An existing shareholder disputed the validity of the share issue, asserting that the directors did not have the power to issue the shares on the basis that the issue varied the rights of the existing ordinary shareholders and therefore, approval of 75% of ordinary shareholders was required under the constitution.

As is commonly the case, the shareholders’ agreement contained an inconsistency clause, which provided that where there was a conflict between the provisions of the shareholders’ agreement and the constitution of the Company, the provisions of the shareholders’ agreement would prevail. Further it provided that upon written request from any party, all parties must cause the constitution of the Company to be amended in order to remove the conflict.

The parties agreed that, if there was an inconsistency  between  the  constitution and the shareholders’ agreement, the terms of the shareholders’ agreement would prevail. The issue in dispute however was whether there was in fact an “inconsistency”.

The directors sought to rely on the inconsistency clause in the shareholders’ agreement, to assert that the share issue only required approval by a simple majority of shareholders.

Decision

Justice Brereton rejected the directors’ argument regarding reliance on the inconsistency clause. His Honour reasoned that, whilst the relevant provisions of the constitution and the shareholders’ agreement both dealt with issues of shares in the Company, the relevant requirements were not inconsistent, as they each had a different purpose.

The purpose of the requirement for approval of at least 75% of ordinary shareholders in the constitution was to protect the interests of existing holders of shares. On the other hand, the purpose of the requirement for approval of the shareholders by simply majority in the shareholders’ agreement, was to reserve to shareholders the power to issue shares.

The share issue in question involved the variation of rights, as the rights attaching to the ordinary shares in the Company “would be varied, at least indirectly, by the issue of preference shares which would, at least in some respects, rank ahead of them”.
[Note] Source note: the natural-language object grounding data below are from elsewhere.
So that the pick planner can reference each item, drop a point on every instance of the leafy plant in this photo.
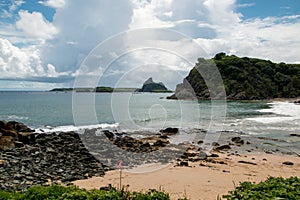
(272, 188)
(58, 192)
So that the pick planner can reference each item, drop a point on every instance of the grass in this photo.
(271, 189)
(58, 192)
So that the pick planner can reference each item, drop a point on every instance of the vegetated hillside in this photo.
(151, 86)
(244, 78)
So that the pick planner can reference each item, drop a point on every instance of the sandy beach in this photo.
(202, 179)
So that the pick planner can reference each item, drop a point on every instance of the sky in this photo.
(46, 43)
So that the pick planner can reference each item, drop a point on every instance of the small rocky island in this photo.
(151, 86)
(243, 79)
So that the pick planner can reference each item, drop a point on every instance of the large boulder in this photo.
(12, 132)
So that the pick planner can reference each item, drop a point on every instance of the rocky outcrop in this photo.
(49, 159)
(241, 79)
(138, 145)
(13, 133)
(151, 86)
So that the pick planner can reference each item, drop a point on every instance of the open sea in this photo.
(51, 111)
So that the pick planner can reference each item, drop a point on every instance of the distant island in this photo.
(97, 89)
(244, 79)
(148, 86)
(151, 86)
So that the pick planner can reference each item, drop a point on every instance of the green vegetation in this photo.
(57, 192)
(248, 78)
(272, 188)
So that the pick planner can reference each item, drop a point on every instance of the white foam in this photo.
(16, 117)
(282, 112)
(49, 129)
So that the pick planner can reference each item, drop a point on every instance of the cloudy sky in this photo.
(43, 44)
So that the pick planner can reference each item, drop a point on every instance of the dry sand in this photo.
(202, 182)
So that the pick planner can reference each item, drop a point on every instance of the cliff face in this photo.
(150, 86)
(243, 79)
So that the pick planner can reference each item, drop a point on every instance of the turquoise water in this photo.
(41, 110)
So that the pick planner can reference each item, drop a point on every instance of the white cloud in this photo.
(21, 63)
(13, 6)
(68, 39)
(35, 26)
(54, 3)
(80, 32)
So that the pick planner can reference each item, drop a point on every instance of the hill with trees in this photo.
(244, 79)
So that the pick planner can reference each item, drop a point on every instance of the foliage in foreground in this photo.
(272, 188)
(57, 192)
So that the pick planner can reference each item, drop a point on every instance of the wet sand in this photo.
(212, 179)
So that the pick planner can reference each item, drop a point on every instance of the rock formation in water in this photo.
(242, 79)
(151, 86)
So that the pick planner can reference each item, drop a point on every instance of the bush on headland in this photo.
(243, 79)
(58, 192)
(272, 188)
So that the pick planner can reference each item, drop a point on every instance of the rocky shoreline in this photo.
(45, 159)
(28, 158)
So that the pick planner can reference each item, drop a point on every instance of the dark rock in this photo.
(297, 102)
(150, 86)
(288, 163)
(202, 155)
(169, 131)
(214, 155)
(109, 134)
(19, 127)
(7, 142)
(160, 143)
(246, 162)
(215, 144)
(294, 135)
(184, 164)
(237, 140)
(223, 147)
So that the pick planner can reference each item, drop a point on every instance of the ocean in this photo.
(59, 111)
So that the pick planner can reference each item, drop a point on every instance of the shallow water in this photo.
(50, 111)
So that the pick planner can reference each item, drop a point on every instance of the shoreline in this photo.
(202, 180)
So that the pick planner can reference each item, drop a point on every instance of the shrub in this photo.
(58, 192)
(272, 188)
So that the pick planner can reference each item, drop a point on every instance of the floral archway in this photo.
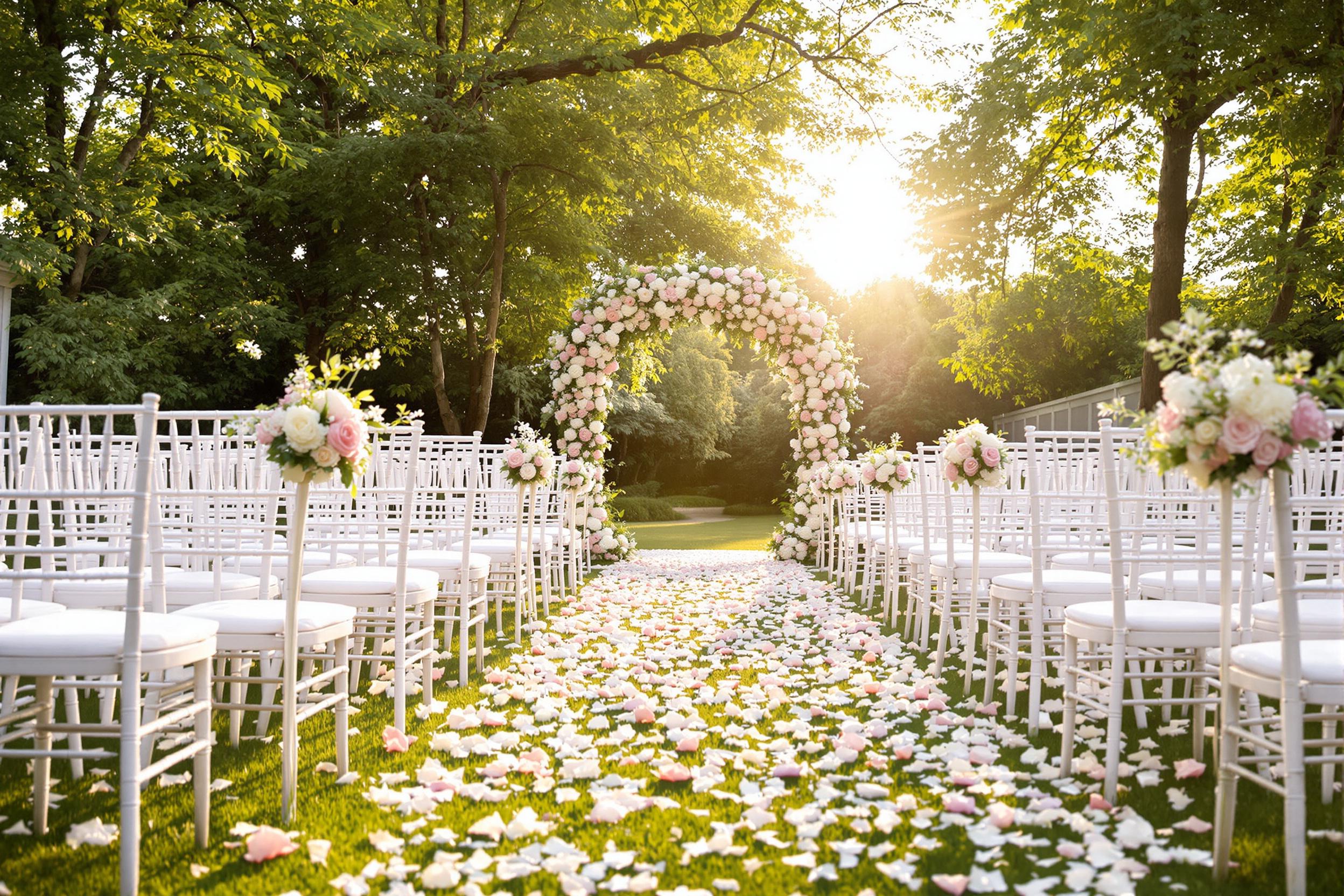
(800, 343)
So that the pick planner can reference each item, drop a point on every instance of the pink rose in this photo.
(1266, 450)
(1310, 421)
(1168, 418)
(1241, 435)
(346, 436)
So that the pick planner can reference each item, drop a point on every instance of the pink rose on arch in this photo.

Having regard to the above, the Court held that the 75% approval requirement in the constitution had to be complied with, in addition to the requirement for approval by simple majority of the shareholders under the shareholders’ agreement. On this basis, the share issue was held to be invalid.

What does this mean for you?

This decision serves as a reminder that there are limitations on the ability to rely on an inconsistency clause in a shareholders’ agreement to override the provisions of a company’s constitution.

Parties to shareholders’ agreements should carefully review their agreement against the provisions of the relevant company’s constitution for apparent inconsistencies in relation to the same subject matter.

In order to minimise the risk of shareholders disputes, it may be prudent to:

  • Specify in a shareholders’ agreement where an inconsistency will be taken to exist.
  • Amend a company’s constitution to more closely reflect the provisions of any shareholders’ agreement, so that when the documents are read together, they reflect the intentions of the parties.
  • Where appropriate, use a company constitution as the sole document in which to embody many of the structural issues ordinarily dealt with in a shareholders agreement.